The pro-life advocate pointed to SFLA and SFLAction’s Red Bag Medical Waste citizen’s petition to the U.S. Food and Drug Administration, which the FDA rejected in January. The petition called for reinstating safety standards for abortion pills, in addition to raising concerns about the environmental impact of flushing human remains down toilets or sinks. 

“The Biden administration's push for online distribution of abortion pills exposes women to injury, infertility, death and abusers, who can get the drugs to use on mothers without their knowledge or consent,” Hamrick added. “The list of harms continue as we look deeper into how sending human remains as policy into our wastewater is impacting all of us.” 

In a previous interview with CP, two post-abortive women shared their horrifying experiences with using abortion pills. Both women described seeing their unborn baby's remains in the toilet after prolonged, agonizing pain and hemorrhaging. 

“There is nothing natural or safe about it,” Krissy Spivey told CP about the abortion pills. “Essentially, you become your own abortionist, and nothing can prepare you for how traumatizing that is. 

“Your safe place, whether it be your home or your workplace, becomes a graveyard. The emotional toll that it takes, the trauma that happens in those places that are supposed to feel safe. ... You’re robbed of so much more than the life of your child. You’re robbed of your safe place,” she added. 

On Jan. 3, the FDA announced that it had modified its protocol for using abortion pills, allowing certified pharmacies to dispense the pills to women. Under the new policy, women can also obtain a prescription through a telehealth appointment and receive abortion-inducing drugs by mail. 

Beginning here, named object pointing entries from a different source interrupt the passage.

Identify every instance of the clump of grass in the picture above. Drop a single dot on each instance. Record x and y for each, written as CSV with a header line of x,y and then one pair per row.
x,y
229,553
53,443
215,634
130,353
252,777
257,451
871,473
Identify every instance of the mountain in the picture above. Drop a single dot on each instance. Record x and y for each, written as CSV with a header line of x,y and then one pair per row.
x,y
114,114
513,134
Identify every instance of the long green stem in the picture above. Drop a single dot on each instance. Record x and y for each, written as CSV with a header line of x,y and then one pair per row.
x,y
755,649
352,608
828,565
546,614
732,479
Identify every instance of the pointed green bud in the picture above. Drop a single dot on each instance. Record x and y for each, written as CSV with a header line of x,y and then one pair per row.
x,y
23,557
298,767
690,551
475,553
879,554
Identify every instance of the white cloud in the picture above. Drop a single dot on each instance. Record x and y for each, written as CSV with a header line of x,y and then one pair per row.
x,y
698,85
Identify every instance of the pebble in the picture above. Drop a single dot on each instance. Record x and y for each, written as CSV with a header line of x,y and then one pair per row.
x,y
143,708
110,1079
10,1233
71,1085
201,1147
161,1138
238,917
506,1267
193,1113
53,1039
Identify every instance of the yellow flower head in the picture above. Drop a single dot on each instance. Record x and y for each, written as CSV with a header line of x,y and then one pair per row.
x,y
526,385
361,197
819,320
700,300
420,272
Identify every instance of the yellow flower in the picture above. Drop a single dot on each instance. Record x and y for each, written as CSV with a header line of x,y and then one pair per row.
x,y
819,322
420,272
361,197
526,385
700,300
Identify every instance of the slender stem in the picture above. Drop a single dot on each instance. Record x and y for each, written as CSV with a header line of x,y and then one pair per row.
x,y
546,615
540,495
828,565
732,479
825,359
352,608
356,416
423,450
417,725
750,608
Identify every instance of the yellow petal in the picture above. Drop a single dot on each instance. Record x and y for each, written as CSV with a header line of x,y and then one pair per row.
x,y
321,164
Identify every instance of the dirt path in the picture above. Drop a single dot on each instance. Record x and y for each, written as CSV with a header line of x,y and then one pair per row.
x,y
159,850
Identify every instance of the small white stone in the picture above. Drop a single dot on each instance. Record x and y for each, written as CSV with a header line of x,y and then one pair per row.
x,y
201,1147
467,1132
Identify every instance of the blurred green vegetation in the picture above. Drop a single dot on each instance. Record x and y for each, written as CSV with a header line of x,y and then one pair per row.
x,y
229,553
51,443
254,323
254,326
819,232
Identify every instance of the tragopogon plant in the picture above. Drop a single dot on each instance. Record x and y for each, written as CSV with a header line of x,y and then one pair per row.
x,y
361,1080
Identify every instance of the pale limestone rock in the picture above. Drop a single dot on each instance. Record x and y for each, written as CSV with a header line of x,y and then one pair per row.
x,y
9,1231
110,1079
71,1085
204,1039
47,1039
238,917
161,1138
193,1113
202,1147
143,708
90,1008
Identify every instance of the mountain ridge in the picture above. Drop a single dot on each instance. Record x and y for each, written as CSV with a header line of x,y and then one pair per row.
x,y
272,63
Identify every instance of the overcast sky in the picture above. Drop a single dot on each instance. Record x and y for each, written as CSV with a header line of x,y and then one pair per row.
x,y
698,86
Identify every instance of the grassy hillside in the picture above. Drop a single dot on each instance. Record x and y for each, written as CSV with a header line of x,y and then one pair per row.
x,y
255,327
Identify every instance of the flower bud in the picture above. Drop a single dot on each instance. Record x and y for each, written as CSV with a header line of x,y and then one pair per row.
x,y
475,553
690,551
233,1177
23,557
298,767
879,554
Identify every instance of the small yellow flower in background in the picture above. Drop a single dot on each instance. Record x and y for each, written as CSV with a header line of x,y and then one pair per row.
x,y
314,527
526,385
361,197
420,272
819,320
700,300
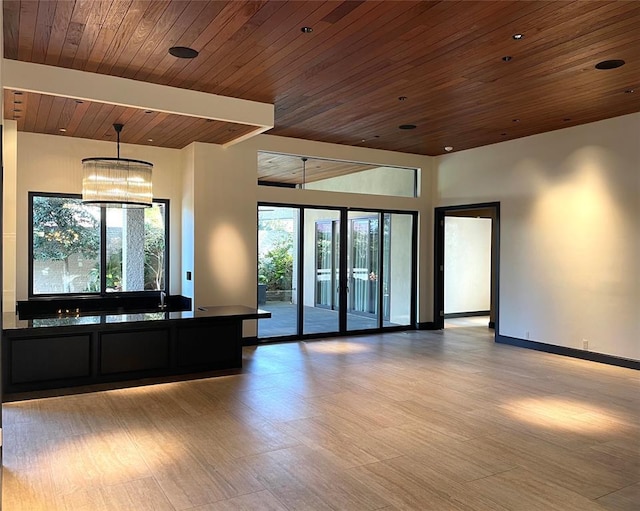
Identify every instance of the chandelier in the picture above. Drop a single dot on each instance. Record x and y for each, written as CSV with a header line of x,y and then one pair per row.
x,y
116,182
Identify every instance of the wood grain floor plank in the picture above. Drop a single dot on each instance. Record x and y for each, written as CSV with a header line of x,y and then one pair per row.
x,y
412,420
625,499
259,501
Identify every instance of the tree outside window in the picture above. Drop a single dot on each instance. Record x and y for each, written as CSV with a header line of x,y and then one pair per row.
x,y
68,242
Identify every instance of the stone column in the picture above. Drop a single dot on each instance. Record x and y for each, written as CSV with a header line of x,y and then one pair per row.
x,y
133,249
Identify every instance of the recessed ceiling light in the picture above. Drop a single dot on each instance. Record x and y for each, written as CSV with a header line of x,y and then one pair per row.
x,y
610,64
182,52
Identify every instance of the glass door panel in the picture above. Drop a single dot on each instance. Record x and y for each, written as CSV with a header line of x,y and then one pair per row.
x,y
397,264
363,270
277,270
321,272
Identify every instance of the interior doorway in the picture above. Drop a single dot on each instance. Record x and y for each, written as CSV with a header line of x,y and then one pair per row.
x,y
466,281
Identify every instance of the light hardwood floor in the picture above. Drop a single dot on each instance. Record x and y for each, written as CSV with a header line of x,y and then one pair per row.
x,y
417,420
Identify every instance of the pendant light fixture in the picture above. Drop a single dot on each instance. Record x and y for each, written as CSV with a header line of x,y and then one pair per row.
x,y
116,182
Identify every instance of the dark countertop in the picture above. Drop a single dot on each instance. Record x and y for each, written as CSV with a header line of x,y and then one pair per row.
x,y
10,320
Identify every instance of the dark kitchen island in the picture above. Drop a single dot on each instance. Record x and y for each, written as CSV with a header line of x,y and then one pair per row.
x,y
70,349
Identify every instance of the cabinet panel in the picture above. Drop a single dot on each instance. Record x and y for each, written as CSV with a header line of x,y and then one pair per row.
x,y
134,351
50,358
213,345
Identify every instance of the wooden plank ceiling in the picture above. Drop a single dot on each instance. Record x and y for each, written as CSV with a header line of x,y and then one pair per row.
x,y
365,68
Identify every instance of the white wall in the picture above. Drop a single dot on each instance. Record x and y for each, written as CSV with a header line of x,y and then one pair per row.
x,y
569,231
9,217
188,221
467,264
51,163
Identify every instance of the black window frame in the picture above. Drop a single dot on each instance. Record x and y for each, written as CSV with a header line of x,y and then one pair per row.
x,y
102,255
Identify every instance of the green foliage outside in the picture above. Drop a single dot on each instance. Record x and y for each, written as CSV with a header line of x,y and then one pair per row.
x,y
275,268
62,228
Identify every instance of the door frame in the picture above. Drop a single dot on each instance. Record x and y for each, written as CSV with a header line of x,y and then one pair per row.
x,y
342,291
439,267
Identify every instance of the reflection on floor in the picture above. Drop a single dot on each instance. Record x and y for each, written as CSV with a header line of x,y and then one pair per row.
x,y
415,420
470,321
283,320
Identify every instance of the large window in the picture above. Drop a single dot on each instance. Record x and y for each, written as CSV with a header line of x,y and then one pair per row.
x,y
78,249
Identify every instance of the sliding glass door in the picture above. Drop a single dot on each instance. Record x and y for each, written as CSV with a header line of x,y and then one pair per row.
x,y
336,270
278,234
363,309
321,312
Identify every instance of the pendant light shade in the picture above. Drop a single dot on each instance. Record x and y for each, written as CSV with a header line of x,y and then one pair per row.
x,y
117,182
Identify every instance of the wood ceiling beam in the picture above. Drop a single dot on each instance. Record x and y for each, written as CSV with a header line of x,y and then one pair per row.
x,y
85,86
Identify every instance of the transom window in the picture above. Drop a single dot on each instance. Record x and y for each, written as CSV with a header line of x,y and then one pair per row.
x,y
81,249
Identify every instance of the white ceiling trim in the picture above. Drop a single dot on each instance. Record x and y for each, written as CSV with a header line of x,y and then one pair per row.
x,y
71,83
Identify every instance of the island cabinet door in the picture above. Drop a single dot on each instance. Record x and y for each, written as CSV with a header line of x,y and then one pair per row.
x,y
210,345
134,351
40,359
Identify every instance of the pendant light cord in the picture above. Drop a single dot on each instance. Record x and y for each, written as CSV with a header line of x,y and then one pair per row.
x,y
118,128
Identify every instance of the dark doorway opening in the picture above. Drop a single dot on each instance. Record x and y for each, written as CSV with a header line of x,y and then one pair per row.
x,y
489,210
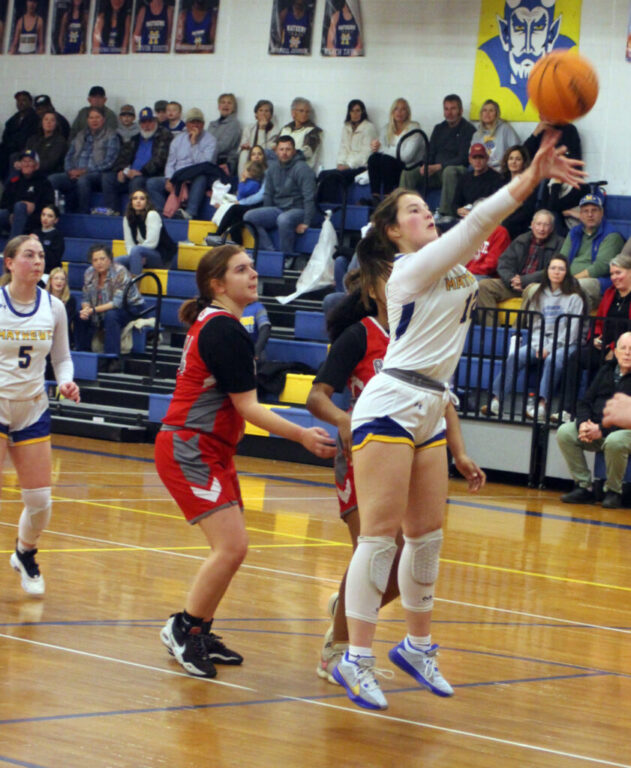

On its website, the FDA stated that it had been conducting a review of its mifepristone REMS protocol since 2021.  

The agency said “available data and information support modification of the REMS to reduce burden on the health care delivery system and to ensure the benefits of the product outweigh the risks.”

Pro-life advocates such as Sue Liebel, director of state affairs and Midwest regional director of Susan B. Anthony Pro-Life America, disagreed, citing a 2009 study in an interview with CP. The study found that chemical abortions have four times the complication rate of surgical abortions. 

"The immediate message that we are sending is that this is very reckless, and this is the FDA, yet again, peeling back health and safety regulations surrounding these dangerous drugs," Liebel told CP.